THE LAMP POSTS in Kliptown, South Africa, do not all stand up straight. One lists awkwardly, laden with cables carrying stolen electricity to a squatters’ settlement nearby. Many families in this suburb of Soweto, a formerly black township in greater Johannesburg, are still crammed into makeshift housing. When it is hot outside, the temperature inside is “times two”, says one resident, who shares six rooms with 20 others. And when it turns cold, the chill inside is also “times two”.
On the other side of the railway tracks the government is investing heavily in Walter Sisulu Square, where in 1955 the African National Congress (ANC) and its allies adopted the Freedom Charter, a statement of principles for a post-apartheid nation.

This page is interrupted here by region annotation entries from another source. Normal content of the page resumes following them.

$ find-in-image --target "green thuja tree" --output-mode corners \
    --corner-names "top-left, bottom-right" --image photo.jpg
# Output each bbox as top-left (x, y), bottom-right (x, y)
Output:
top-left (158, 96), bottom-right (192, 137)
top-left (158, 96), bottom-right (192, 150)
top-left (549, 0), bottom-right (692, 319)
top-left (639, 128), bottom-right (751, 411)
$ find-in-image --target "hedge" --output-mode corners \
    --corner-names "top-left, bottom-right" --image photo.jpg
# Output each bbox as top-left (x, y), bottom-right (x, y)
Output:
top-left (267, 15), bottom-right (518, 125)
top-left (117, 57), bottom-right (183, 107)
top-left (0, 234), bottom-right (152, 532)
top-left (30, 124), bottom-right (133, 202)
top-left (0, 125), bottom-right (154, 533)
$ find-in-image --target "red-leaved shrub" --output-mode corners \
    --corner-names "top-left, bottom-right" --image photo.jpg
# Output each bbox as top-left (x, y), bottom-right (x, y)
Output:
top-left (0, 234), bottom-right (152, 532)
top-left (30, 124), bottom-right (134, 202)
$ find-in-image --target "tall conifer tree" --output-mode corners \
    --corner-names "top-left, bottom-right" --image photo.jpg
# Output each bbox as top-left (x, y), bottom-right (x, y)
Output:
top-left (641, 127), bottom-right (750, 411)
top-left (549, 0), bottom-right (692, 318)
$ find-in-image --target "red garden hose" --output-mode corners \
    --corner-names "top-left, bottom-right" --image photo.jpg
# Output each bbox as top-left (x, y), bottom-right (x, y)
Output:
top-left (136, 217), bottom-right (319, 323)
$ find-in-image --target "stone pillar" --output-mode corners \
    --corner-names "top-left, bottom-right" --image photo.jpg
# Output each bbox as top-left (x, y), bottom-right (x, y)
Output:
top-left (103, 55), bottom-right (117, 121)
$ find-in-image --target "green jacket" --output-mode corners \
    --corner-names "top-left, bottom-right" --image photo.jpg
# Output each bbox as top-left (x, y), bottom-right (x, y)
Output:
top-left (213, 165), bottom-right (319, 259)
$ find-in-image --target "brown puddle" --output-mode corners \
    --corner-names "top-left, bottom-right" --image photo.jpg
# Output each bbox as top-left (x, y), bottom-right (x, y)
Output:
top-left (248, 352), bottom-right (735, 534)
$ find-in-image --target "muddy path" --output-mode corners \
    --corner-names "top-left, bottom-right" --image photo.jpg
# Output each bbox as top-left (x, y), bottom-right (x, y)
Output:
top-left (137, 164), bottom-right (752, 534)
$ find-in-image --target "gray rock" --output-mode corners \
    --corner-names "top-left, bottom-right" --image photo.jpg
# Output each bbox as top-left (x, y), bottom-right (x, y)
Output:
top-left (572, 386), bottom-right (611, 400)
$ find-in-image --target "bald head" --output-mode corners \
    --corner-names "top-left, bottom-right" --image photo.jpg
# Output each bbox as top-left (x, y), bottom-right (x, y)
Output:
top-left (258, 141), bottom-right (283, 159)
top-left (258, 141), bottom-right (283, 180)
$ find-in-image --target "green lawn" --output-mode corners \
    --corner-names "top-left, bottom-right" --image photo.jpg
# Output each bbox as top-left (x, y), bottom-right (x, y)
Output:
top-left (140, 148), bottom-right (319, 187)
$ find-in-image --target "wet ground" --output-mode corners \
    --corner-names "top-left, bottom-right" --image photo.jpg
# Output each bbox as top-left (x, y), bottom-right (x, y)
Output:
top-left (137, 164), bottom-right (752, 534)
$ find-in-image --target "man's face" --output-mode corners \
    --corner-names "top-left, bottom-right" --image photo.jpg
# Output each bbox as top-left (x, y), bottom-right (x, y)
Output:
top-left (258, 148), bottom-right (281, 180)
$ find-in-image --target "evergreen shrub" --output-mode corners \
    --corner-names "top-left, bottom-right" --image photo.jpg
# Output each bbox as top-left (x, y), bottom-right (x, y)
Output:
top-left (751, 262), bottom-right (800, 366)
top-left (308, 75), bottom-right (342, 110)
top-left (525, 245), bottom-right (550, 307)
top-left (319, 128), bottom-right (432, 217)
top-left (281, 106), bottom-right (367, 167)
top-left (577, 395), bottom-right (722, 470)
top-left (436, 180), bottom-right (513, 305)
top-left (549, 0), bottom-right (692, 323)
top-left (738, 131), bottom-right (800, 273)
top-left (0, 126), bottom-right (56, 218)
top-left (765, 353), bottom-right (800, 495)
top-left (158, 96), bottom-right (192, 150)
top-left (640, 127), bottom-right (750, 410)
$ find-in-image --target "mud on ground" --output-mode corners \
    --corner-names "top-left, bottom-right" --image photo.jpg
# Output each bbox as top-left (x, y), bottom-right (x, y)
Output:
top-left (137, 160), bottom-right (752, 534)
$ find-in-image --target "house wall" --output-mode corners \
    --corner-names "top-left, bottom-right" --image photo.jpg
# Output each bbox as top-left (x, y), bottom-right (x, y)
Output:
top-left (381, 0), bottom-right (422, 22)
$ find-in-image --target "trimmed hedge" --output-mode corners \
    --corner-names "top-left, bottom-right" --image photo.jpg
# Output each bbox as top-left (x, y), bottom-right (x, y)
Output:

The charter’s commitments, written in stone on a monument in the square, include demolishing slums and building well-lit suburbs. They also include transferring ownership of the mineral wealth beneath the soil to the people. The contrast between what the charter says and what the slum itself reveals tells you how broken the system is, says one squatter.
The resources beneath South Africa’s soil, including iron ore, precious metals and coal, ought to be an unmitigated blessing. Johannesburg, the city of gold, owes its existence to these riches. Its landscape is still dotted with piles of sandy residue, or “tailings”, from mining and quarrying. The industry accounts for over 20% of South Africa’s exports and employs over 450,000 people. But it also adds to the volatility of South Africa’s economy and the pugnacity of its politics.
Mining and quarrying shrank by 4.7% in 2016, then rebounded, growing by 4.3% year-on-year in the first half of 2017. This improvement partly reflects stronger growth in China, which consumes almost half of the world’s coal, 30% of its gold jewellery and over 40% of its steel. But the industry’s economic prospects remain hostage to its political fortunes.